Bir kişinin başı beladaysa, bunu hak etmiş, kuralları çiğnemiş demektir. Ancak böyle bir kural yoktur, tecavüz ve diğer suçlar her zaman suçlunun tercihidir.

Tabii ki, bu sadece suç mağdurları için geçerli değildir. Birçok çocuk anne babaya gelip suçludan şikayet ettiğinizde duruma aşinadır ve size "Neyi yanlış yaptınız?" diye sorarlar.

İnsanlar, etrafta olup biten dehşeti bir şekilde rasyonalize etmeye çalışıyorlar ve çoğu zaman aynı zamanda sadece mantık sınırlarının ötesine geçiyorlar. Kişi kanser mi? Yani muhtemelen kötü bir şey yaptı. Bu henüz bir şey yapmaya vakti olmayan emzirilen bir bebek mi? Sadece büyükannesi bir cadıydı ve şimdi yedi nesil lanetli.
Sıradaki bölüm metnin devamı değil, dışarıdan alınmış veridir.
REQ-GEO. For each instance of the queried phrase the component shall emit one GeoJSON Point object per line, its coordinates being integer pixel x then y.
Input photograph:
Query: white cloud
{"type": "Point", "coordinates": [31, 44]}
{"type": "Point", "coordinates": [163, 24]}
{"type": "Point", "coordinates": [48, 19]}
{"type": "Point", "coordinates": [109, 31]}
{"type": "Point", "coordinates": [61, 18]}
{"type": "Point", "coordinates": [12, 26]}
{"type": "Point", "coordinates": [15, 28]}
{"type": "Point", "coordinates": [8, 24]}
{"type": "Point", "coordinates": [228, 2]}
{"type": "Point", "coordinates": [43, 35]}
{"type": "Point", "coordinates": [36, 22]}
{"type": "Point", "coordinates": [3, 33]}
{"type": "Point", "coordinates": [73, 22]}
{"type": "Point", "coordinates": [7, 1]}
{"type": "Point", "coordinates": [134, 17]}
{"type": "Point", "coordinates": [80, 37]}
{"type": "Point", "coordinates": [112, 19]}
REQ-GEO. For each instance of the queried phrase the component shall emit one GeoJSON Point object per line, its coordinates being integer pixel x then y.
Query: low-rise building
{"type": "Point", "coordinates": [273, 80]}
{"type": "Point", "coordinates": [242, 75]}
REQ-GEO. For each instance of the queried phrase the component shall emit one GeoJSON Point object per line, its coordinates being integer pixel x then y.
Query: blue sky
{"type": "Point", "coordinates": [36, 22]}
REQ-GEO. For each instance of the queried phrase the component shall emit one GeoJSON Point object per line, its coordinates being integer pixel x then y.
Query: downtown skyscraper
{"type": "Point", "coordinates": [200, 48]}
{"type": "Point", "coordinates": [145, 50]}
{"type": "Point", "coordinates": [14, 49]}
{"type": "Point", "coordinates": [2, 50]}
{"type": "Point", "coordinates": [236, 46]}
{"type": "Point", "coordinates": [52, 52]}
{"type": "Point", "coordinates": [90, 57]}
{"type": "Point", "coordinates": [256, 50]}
Dolayısıyla adil bir dünyaya düşüncesizce inanmanın yanlış olduğu açıktır. Bir kişinin talihsizlikleri için suçlanacağı ifadesi her zaman doğru değildir. Bu durumda, mağdur - bir kişi veya bir durum - yardıma güvenmek yerine tekrar yaralanır. Aynı zamanda, saldırgan eylemlerinin sorumluluğundan kurtulur, hatta tamamen haklıdır, çünkü kurbanı yalnızca uygunsuz davranış için cezalandırmıştır.

eylemsizlik

Bir insanın hayatı acılarla dolu olabilir. Yoksulluk sınırının altında yaşayan evsizler, aç insanlar var. Adil bir dünya efsanesi, tüm bunları görmezden gelmenize ve yardım edebileceğiniz zaman pişmanlık duymanıza izin verir, ancak yapmazsınız.
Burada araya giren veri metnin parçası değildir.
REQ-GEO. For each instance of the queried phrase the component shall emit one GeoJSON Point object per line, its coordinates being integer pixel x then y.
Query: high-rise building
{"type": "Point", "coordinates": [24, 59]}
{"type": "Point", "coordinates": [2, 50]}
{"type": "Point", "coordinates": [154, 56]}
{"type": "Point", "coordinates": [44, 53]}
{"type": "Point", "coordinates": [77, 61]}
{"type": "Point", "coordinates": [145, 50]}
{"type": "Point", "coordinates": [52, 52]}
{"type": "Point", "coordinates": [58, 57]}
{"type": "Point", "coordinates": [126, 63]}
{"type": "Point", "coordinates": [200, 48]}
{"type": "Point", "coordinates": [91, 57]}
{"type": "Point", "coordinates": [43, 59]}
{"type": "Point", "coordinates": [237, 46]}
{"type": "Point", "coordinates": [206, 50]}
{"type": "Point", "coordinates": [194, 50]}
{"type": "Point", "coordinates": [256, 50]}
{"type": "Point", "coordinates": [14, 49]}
Evsiz? Neden evini kaybetti? Muhtemelen her şeyi içtim. Ya da sokakta yaşamayı seviyor. Her neyse, akrabaları nerede! Muhtemelen o kadar iğrençti ki herkes ondan uzaklaştı”- işte böyle çalışıyor. Nochlezhka yardım vakfının istatistikleri, evsizliğin nedenlerinin farklı olduğunu açıkça ortaya koysa da. Ve çoğu zaman bir kişinin hayatını ona zamanında yardım sağlayarak değiştirebilirsiniz.

Benzer şekilde, ayrıcalıklara sahip kişilerin eşitsizliğe karşı tutumu oluşur. Örneğin, 2016 yılında Başbakan Yardımcısı Igor Shuvalov, 20 metrekarelik dairelerin alıcıları hakkında konuştu: "Saçma görünüyor, ancak insanlar bu tür konutları satın alıyor ve çok popüler." Sadece bir yetkilinin görevinden, küçük boyutlu konut talebinin, insanların bu kadar aptal olduğu ve çeşitli teklifler arasından seçtikleri için değil, başka seçenekleri olmadığı için ortaya çıktığı açık değildir.
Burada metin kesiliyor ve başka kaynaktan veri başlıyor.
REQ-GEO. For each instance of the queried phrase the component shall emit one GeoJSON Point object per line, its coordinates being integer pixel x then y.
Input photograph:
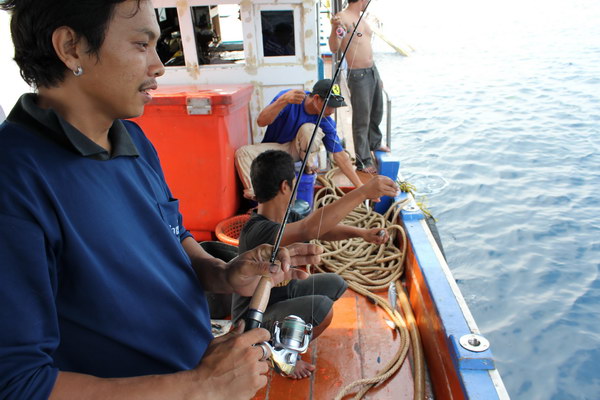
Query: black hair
{"type": "Point", "coordinates": [34, 21]}
{"type": "Point", "coordinates": [267, 172]}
İnsanlara daha yakın örnekler var. Örneğin, daha önce hiç karşılaşmamış insanlardan aile içi şiddet mağdurlarına hitap eden kötü şöhretli “neden gitmiyor”. İstismarcının nasıl çalıştığını ve ondan uzaklaşmanın neden bu kadar kolay olmadığını anlamaktan sorun olmadığını düşünmek çok daha kolaydır.

Ve çevremizdeki herkes suçlu olduğu için, bu mutlu yaşamamızı ve başkalarının sorunlarına girmememizi sağlar.

gereksiz fedakarlık

Bir kişinin başı belaya girdiğinde, kendini değil, koşulları suçlamaya meyillidir. Bu temel bir yükleme hatasıdır: Bir durumun diğer insanların davranışları üzerindeki etkisini hafife alırız ve kişiliklerinin katkısını abartırız.

Ancak bazen adil bir dünyaya inanmanın kötü sonuçları onu taşıyana da yansır. “Ne için?” Sorusunu sormuyor. Oyunun kurallarını kabul eder ve başına gelen her şeyi hak ettiğini düşünür. Ve eğer öyleyse, direnmek işe yaramaz.

Adil bir dünya efsanesiyle başa çıkmak

Yukarıda açıklanan yaklaşımların korkunç sonuçları vardır. Koşulları etkileyemiyoruz, ancak toplumun yasalarını insanların kendileri oluşturuyor. Adil bir dünyaya ne kadar çok güvenirsek, önerimiz üzerine o kadar adaletsizlik yapılır.

En kısa zamanda efsaneye veda etmeye değmez: bu hala psikolojik bir savunmadır ve önemlidir. Ama bazen kafanı kabuğundan çıkarman ve dünyanın adaletsiz olduğunu kabul etmen gerekir. Evren her şeyi yerine koymayacak. Ancak durumu biraz etkileyebiliriz.

Bir efsaneyi yeniden düşünmek acı verici olabilir. Neyin daha üzücü olduğu bilinmiyor: Kötü adamın diğer insanların acılarından bumerang yapmayacağını anlamak ya da iyi insanların başına kötü şeyler geldiğini kabul etmek. Ama bir gün “kendi hatası” düşüncesiyle geçip gitmek yerine birine yardım eli uzatırsanız iyi olur. Ve bazen uçurumun kenarında olan birini tekmelememek yeterlidir.